シンジは達成感と、鼻腔を突き刺す奇妙な興奮の中にいた。ポリ袋10袋、総重量約100kg以上。その中身はすべて、脱ぎたて未洗濯の愛の織布、通称“フレッシュ”。


狭い密室にぎゅう詰めされたその存在感は、視覚よりも嗅覚に直撃する。


「……す、すげえ……! ……これはもう匂いじゃねえ……気体の攻撃だ……!ピンクの靄が見える……見えるぞ、空気の色が……」


ルームミラーはすでに曇って役立たず。だがシンジは笑った。


「へっ……この激古のミラVAN、フェンダーミラー仕様ってのが、逆に功を奏したな。ドアミラーだったら、助手席の袋で死角だったぜ。運がいいぜ俺……!」


問題は、このクルマがMT車であることだ。


「教習所以来乗ってねえぞ……だ、大丈夫かこれ……?」


ギアを1速に入れる。半クラ。アクセル。


「うおおおおおっ!? ぐ、グワングワンする!!」


ガクンッ、ゴンッ!!


前のめりに揺れる車体。フレッシュ袋がズズッと滑り、破れそうな音が一瞬。中から湯気のように、猛烈な“何か”が漏れ出す。


「ウハァッ!!」


シンジ、悶絶。


「たまんねぇ……!この刺激臭……っていうか……!これなら居眠りなんかしねぇぞ!一発で脳味噌に届く!」


窓を少し開ければ、即通報。完全密閉のまま、彼はそろりとミラVANを発進させた。


——ソープ街を抜け、新開地から山手幹線へ——


「さ〜て、東へ向かうぜ……!」


シンジの鼻はもう麻痺しかけていた。だが、心は妙に高揚していた。


「……そうだ、星野舞ちゃん……オレの“愛の織布ゲット”業務のターゲットだった女……」


彼の視線が、夜の街を見つめながら、にやつく。


「まだ起きてるかなぁ? ちょっとだけ見ていこう。べ、別に悪いことしてるわけじゃねぇし……見上げるくらいなら、な?」


——浜町本通から右折、星野舞のレディースマンション前——


9階、角部屋。うっすら灯りがともっている。


「おっ……灯りがついてる……ってことは……」


ガラス越しに想像を膨らませるシンジ。頬がゆるみ、心の中で語りかける。


「……舞ちゃん、オレは今から東京まで100kg超のフレッシュを運ぶ……これは壮大な愛の旅だ。成功したら、お前のフレッシュも記念にくれよな?ククク……」


その声は、夜風にさえ届かない。だが、男は満足げにギアを再び入れる。


「さて、いくか……ん?」


燃料計が点滅している。


「……な、なんだよ……ガス欠寸前じゃねえか!! 野崎の野郎、燃料くらい入れとけってんだよバカヤロウ!!」


だが、今この状態でフルサービスのスタンドへ入れば——


「この匂い……絶対通報される……あの店員の顔がピクリと動いただけでオレは終わりだ……セルフ……セルフを探さねぇと!」


——国道2号線へ。東進中、セルフスタンドを発見——


「よし……ここだ!」


ガチャ。給油ノズルを手に取り、慎重にタンクに差し込む。辺りにうっすらと広がる、あの甘く、強烈な香り——。
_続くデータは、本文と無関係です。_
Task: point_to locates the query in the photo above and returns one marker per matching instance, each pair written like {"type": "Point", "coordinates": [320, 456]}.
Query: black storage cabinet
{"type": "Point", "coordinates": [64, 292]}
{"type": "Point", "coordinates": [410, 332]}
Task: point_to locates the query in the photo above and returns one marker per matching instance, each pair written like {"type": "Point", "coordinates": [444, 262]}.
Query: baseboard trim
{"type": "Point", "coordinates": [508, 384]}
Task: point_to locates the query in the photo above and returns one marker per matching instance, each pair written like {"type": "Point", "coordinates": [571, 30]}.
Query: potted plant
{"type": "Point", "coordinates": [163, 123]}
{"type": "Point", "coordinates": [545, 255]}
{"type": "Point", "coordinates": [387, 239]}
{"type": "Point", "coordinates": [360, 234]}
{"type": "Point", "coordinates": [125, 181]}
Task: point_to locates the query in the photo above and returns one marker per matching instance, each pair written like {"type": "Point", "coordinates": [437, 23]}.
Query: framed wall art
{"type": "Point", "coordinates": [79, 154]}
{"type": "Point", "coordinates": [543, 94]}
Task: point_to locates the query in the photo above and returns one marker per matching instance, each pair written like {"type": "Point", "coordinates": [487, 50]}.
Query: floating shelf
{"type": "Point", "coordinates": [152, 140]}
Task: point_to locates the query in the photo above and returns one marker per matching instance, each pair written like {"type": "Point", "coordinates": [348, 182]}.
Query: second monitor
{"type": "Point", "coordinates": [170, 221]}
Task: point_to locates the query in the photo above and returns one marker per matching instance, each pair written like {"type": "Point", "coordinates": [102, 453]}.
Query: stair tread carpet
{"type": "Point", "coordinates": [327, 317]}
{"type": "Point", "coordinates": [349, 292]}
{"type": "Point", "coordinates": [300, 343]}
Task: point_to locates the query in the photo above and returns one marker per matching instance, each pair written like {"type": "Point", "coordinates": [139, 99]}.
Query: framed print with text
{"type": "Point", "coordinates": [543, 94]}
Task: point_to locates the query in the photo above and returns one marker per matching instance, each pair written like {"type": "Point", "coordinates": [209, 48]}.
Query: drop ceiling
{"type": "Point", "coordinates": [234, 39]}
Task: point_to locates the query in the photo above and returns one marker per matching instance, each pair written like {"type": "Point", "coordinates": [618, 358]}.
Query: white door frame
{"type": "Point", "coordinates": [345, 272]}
「……たまんねえ……ここにいるだけで身体が熱くなる……!」


そこへ、ドリフト音を響かせながら一台の改造車がやってくる。車高の低いスポーツタイプ。マフラーがやたらうるさい。


「おい、なんだこの匂い……」


窓を開けた一人の男が鼻をひくつかせる。


「やっべぇ……ムラムラしてきた……!!」


助手席の連中も騒ぎ始める。


「……おい、あのボロ車……あいつだろ……あれ積んでんの絶対やべぇブツだろ!?」


男たちの視線がシンジの車に刺さる。


「おいお前ぇ!!なん積んでんだよオラァ!!教えろや!!」


——ガチャッ!!


シンジ、ノズルを強引に引き抜く!


「やべぇ!!」


ギアを一気に2速に叩き込む!


「行けぇええええっ!!」


キュルルルルルルッ!!!


ミラVAN、悲鳴のような音を立てて急発進!!


「待てやゴラァァァァ!!」


バックミラー——いや、フェンダーミラーに小さくなる怒声と改造車の姿。


「はあっ……はあっ……!!やばかった……やばかった……」


汗だくのシンジ。だが、その息はどこか高揚していた。


「……窓開けたらアウトだ……それくらいの“匂い”なんだよこのブツは……!」


だが、ガソリンは半分も入れられなかった。


「ちくしょー……でも、あの野崎の指示通り、下道なんてまどろっこしいわ!阪神高速乗るぜ!」


シンジは右にハンドルを切り、生田川ランプへと向かっていく——


ピンクに染まる車内、視界を奪う靄、鼻腔を殴るフェロモンの嵐。

その密室で、男は狂気と希望を同時に運ぼうとしていた。

◾️◾️◾️◾️◾️

ここからは、

清楚系、松山弁コメンテーターなっちゃん

ピチピチ系、関西弁インフルエンサーカナちゃんの振り返り番組“なっちゃんカナちゃん”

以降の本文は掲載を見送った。